A Universidade de São Paulo (USP) lançou o projeto ‘Nossos Genes’, uma iniciativa ambiciosa que visa selecionar 5 mil casais para realizar triagem genética gratuita antes da gravidez. O objetivo principal é oferecer informações detalhadas para que os futuros pais tomem decisões informadas sobre a saúde de seus filhos, mas o alcance do projeto vai muito além, buscando construir um robusto banco de dados genéticos do Brasil.

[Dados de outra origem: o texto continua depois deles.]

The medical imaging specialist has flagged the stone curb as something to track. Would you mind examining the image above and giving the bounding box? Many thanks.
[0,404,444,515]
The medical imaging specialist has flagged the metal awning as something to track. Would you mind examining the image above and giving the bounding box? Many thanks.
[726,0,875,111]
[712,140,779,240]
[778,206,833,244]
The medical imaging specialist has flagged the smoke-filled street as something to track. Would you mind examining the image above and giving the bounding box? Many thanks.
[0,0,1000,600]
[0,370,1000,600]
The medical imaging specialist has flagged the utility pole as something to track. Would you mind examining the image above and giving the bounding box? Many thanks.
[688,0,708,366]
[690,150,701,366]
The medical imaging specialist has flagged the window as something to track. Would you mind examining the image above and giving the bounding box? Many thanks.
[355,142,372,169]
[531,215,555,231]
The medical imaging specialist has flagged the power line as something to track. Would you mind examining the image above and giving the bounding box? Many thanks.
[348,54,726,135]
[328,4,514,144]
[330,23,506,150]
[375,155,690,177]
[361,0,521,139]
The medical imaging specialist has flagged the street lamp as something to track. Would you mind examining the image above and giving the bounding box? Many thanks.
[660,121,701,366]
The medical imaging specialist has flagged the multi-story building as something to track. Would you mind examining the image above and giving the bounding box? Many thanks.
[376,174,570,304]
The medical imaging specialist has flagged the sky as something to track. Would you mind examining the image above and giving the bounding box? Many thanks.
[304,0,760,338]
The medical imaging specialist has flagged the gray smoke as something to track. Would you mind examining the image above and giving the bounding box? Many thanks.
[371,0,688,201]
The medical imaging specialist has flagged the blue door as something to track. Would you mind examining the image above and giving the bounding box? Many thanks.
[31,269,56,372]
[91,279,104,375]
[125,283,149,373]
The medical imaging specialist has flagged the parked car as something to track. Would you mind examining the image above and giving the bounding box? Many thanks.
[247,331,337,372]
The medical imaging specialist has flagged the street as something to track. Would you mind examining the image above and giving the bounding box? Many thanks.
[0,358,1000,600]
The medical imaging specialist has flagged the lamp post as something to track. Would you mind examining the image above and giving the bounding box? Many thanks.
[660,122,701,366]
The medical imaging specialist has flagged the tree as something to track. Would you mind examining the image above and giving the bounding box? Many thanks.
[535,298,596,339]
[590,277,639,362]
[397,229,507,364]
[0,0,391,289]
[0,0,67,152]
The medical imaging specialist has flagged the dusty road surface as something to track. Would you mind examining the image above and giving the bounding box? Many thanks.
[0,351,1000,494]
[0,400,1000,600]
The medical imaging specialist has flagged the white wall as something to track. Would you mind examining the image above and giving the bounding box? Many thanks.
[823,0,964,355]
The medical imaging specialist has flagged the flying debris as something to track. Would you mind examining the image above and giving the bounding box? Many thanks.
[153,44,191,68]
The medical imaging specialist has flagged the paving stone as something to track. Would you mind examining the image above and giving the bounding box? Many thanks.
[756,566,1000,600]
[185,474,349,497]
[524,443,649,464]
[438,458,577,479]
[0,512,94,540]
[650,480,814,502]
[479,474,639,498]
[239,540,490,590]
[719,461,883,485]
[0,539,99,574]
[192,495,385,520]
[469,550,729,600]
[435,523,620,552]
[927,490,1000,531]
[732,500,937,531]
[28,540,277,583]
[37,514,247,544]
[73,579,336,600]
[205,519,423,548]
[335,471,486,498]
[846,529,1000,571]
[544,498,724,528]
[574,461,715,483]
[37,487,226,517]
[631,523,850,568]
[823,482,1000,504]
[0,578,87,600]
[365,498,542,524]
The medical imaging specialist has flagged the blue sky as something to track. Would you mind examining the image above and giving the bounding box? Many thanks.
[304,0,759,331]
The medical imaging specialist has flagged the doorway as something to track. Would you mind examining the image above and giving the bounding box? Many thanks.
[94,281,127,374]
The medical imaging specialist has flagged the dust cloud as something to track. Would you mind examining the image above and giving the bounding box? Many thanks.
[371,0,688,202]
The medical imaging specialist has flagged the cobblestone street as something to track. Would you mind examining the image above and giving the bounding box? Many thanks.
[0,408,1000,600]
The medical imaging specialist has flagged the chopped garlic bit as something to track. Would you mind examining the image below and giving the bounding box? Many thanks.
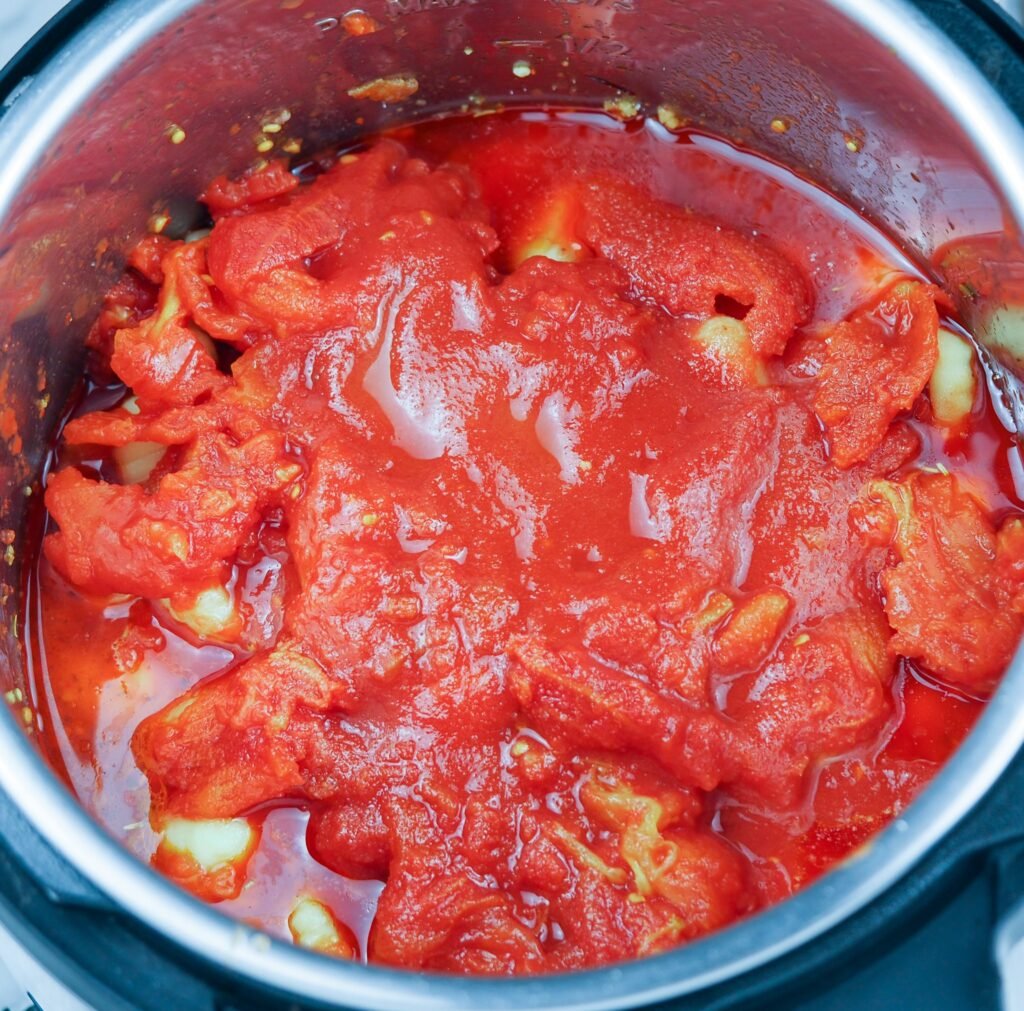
[604,94,643,120]
[348,74,420,101]
[163,818,256,872]
[982,305,1024,364]
[288,898,350,953]
[694,315,768,386]
[510,189,588,266]
[113,442,167,485]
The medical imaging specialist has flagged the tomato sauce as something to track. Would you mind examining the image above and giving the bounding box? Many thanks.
[22,112,1024,974]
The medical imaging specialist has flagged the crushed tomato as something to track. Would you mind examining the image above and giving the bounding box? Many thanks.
[22,113,1024,973]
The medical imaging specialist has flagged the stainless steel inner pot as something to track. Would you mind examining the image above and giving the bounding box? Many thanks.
[0,0,1024,1009]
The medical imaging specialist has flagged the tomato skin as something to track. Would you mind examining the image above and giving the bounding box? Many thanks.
[814,282,939,468]
[36,108,1024,975]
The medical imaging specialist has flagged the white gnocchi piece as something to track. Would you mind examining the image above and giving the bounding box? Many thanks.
[162,818,256,873]
[288,896,356,959]
[928,327,978,426]
[161,586,242,641]
[693,315,768,386]
[113,443,167,485]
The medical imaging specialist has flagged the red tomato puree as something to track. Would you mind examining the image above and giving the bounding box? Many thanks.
[25,113,1024,973]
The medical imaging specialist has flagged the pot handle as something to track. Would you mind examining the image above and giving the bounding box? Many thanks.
[0,791,115,912]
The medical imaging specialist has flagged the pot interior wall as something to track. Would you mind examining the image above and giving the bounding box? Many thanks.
[0,0,1021,717]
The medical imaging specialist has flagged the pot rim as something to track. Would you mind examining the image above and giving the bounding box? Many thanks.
[0,0,1024,1011]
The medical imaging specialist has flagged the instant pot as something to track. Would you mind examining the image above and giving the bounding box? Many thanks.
[0,0,1024,1011]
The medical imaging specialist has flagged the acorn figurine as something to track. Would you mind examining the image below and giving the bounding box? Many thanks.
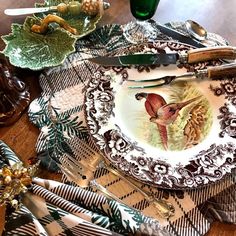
[81,0,100,16]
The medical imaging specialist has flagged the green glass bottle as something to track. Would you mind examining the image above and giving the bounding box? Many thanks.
[130,0,160,20]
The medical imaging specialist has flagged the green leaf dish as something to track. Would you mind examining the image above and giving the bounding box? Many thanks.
[2,17,76,70]
[1,0,105,70]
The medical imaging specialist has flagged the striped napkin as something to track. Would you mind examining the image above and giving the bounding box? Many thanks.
[22,24,236,236]
[0,141,170,236]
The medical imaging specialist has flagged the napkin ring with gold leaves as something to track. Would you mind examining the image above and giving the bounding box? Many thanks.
[0,161,39,209]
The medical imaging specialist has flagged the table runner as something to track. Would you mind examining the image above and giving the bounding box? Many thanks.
[24,23,236,236]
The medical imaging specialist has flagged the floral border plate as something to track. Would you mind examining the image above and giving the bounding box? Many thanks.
[85,41,236,189]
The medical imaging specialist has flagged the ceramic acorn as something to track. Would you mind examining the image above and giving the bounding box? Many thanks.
[56,0,105,17]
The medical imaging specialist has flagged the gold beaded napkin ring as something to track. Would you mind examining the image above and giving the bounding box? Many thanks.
[0,161,39,209]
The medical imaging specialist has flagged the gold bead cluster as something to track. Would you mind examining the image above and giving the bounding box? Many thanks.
[81,0,99,16]
[0,162,37,209]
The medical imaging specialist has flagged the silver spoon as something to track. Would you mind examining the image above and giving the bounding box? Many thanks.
[185,20,225,46]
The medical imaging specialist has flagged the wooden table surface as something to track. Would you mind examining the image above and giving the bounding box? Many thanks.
[0,0,236,236]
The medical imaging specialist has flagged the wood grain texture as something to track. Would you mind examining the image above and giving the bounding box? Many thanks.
[0,0,236,236]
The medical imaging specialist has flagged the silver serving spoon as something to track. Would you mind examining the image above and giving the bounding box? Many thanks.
[185,20,225,46]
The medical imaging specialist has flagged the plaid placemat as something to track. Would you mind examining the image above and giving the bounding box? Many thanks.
[26,24,236,236]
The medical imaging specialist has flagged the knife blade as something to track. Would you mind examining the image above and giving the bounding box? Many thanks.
[155,22,206,48]
[88,46,236,66]
[127,63,236,89]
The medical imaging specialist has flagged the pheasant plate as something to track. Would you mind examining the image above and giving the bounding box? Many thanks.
[85,41,236,189]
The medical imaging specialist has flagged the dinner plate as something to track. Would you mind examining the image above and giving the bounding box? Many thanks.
[85,41,236,189]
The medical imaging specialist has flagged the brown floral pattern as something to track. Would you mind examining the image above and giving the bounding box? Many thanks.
[85,41,236,189]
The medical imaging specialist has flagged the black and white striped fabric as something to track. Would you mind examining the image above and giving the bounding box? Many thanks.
[0,141,170,236]
[24,24,236,236]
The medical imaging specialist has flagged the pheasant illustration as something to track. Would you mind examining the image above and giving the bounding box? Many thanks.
[150,96,202,126]
[135,93,168,150]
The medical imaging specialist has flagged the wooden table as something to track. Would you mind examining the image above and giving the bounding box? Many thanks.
[0,0,236,236]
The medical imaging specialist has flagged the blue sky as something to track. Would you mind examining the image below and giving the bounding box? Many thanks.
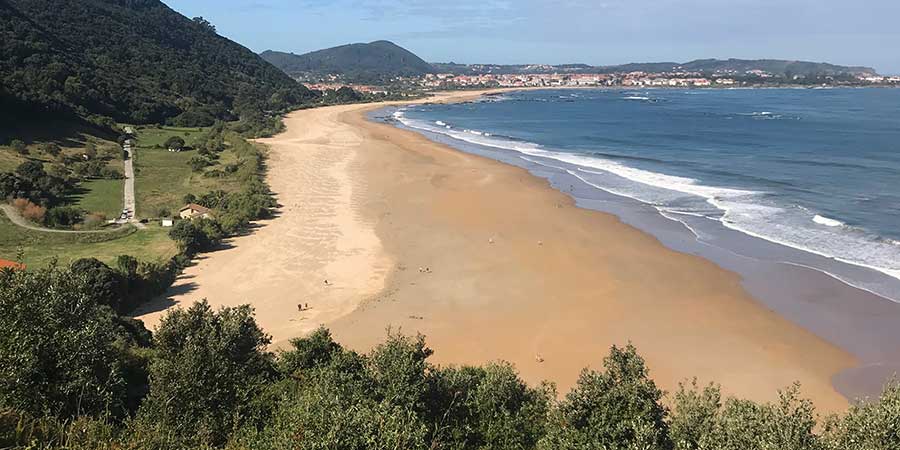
[164,0,900,73]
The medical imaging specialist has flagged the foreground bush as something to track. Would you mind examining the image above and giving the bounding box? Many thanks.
[0,267,146,419]
[0,266,900,450]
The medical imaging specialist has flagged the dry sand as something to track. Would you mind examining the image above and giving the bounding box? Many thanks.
[140,93,856,411]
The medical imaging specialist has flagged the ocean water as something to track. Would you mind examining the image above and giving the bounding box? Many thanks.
[391,89,900,301]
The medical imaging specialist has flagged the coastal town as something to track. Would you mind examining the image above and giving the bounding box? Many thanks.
[301,70,900,94]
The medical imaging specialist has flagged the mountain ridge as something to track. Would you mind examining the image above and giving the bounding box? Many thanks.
[0,0,313,133]
[260,40,434,82]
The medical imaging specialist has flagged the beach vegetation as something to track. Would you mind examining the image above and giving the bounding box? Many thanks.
[0,268,900,450]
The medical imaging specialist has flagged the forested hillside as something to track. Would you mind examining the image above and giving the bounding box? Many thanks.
[261,41,434,83]
[0,0,313,135]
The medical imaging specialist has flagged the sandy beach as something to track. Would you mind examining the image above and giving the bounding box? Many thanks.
[139,93,857,411]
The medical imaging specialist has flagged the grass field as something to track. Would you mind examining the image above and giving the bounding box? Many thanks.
[134,127,239,217]
[71,180,125,219]
[0,147,28,172]
[136,127,206,148]
[0,213,178,267]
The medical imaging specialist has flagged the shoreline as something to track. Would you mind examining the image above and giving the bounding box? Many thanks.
[139,89,858,412]
[384,89,900,399]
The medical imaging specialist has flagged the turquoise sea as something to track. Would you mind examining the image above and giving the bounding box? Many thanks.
[392,89,900,301]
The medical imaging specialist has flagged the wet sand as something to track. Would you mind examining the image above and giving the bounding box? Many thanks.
[141,92,857,411]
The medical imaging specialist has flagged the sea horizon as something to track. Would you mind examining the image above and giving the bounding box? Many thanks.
[372,88,900,394]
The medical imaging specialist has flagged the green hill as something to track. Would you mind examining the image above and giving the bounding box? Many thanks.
[261,41,434,82]
[0,0,312,135]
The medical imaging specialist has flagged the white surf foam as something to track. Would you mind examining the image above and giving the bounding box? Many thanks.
[813,214,844,227]
[395,111,900,287]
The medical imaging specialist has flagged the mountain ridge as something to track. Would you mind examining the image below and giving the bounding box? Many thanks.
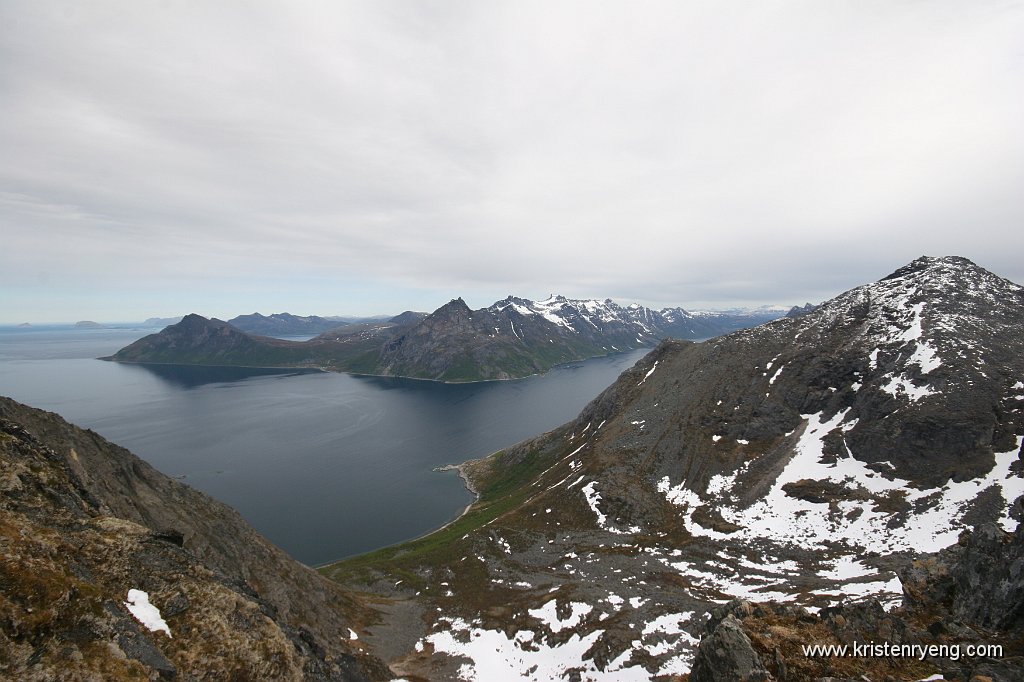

Com essa base de dados, a USP pretende descobrir a frequência de doenças genéticas hereditárias na população e desenvolver ‘calculadoras de risco’. Essas ferramentas inovadoras somarão milhares de pequenas variações no DNA de uma pessoa para prever a probabilidade de desenvolver doenças comuns, como diabetes, hipertensão e problemas cardíacos, adaptadas à diversidade genética brasileira.
A Urgência de Dados Genéticos Nacionais
Atualmente, a maioria das pesquisas genéticas e os modelos de risco disponíveis globalmente são baseados em dados de populações europeias. Essa dependência cria uma lacuna crítica para o Brasil, um país com uma das maiores misturas genéticas do mundo. Conforme explicou o pesquisador Naslavsky, o ‘UK Biobank’, uma das maiores bases de dados de saúde, tem 90% de sua base composta por indivíduos de ancestralidade europeia, não representando perfis semelhantes aos brasileiros.
Essa falta de dados específicos para a população brasileira faz com que os chamados ‘escores de risco poligênico’ – análises que preveem a propensão a doenças comuns – sejam imprecisos quando aplicados aqui, frequentemente subestimando ou superestimando os riscos. Além disso, a ausência de fragmentos genéticos não europeus em bancos mundiais como o ClinVar pode reduzir em até três vezes a chance de um diagnóstico correto para doenças raras em regiões não europeias do genoma. Para Naslavsky, é imperativo que o Brasil produza seus próprios dados genéticos, pois ‘não conseguiremos usar informações emprestadas’.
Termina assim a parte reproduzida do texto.